What Makes This Special: Unlike Capstones A and B, this one has real consequences. The project you're deploying is code you actually care about. The service file must actually work. The security hardening must not break your application. This is where the Linux Operations Framework proves its value — or exposes gaps in your understanding.

Deliverables:

  • REQUIREMENTS.md — What your project needs to run in production
  • DEPLOYMENT-PLAN.md — Complete deployment architecture
  • deploy-my-agent.sh — Working, tested, idempotent deployment script
  • agent.service — Production-grade systemd service file
  • VERIFICATION-REPORT.md — Evidence that everything works (screenshots, command output, health check results)
  • WHAT-I-LEARNED.md — What worked, what surprised you, what you'd do differently

Reflection Questions:

  1. Were your project's deployment requirements simpler or more complex than you expected? What surprised you?
  2. Which part of the deployment was hardest — the service file, the security hardening, or the automation script?
  3. Will you maintain this deployment going forward? What's the minimum maintenance effort to keep it running?

What's Next

You've practiced the full range of Linux operations across 14 exercises and 3 capstone projects — filesystem recon, text processing, session management, scripting, log forensics, security auditing, service configuration, cascade debugging, and deployment automation. More importantly, you've practiced them on messy, realistic server scenarios where commands have consequences and one wrong permission can cascade into a production outage.
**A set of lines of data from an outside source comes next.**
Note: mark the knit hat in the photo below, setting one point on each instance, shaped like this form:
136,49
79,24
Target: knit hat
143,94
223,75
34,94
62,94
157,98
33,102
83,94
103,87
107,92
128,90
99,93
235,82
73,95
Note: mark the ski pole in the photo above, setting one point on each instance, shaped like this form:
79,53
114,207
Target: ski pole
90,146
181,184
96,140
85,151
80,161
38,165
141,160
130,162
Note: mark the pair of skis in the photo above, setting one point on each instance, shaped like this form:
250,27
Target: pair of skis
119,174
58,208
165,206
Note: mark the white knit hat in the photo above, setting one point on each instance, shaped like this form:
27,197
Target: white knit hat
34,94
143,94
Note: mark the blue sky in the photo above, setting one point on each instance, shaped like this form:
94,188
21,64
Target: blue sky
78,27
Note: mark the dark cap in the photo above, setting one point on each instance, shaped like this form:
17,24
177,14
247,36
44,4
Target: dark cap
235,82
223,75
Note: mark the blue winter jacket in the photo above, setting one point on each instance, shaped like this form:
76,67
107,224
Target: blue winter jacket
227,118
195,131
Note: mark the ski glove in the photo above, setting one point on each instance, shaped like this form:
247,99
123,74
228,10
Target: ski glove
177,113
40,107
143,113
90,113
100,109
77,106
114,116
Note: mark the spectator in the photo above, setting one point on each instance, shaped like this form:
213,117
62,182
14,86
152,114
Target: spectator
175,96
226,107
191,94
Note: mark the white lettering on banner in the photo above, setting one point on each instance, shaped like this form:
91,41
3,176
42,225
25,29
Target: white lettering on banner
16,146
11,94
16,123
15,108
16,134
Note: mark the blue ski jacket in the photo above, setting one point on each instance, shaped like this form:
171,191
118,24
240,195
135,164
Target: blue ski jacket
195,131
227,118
The Linux Operations Framework you've internalized (Investigate, Plan, Backup, Execute, Verify, Document, Automate) transfers to any domain where you direct General Agents to operate on servers, deploy services, or manage infrastructure. Whether you're deploying a new agent, recovering from a server failure, or hardening a production environment, the same seven steps prevent the same classes of mistakes.

These patterns become the foundation for the Digital FTE vision in later chapters. The investigation habits, the security instincts, the automation discipline, and the documentation practices you built here are exactly what AI Employees need to operate independently on production infrastructure. The deploy scripts you wrote, the forensic reports you compiled, and the verification workflows you practiced are the building blocks of autonomous agent operations — they just need those patterns encoded as skills rather than typed as prompts.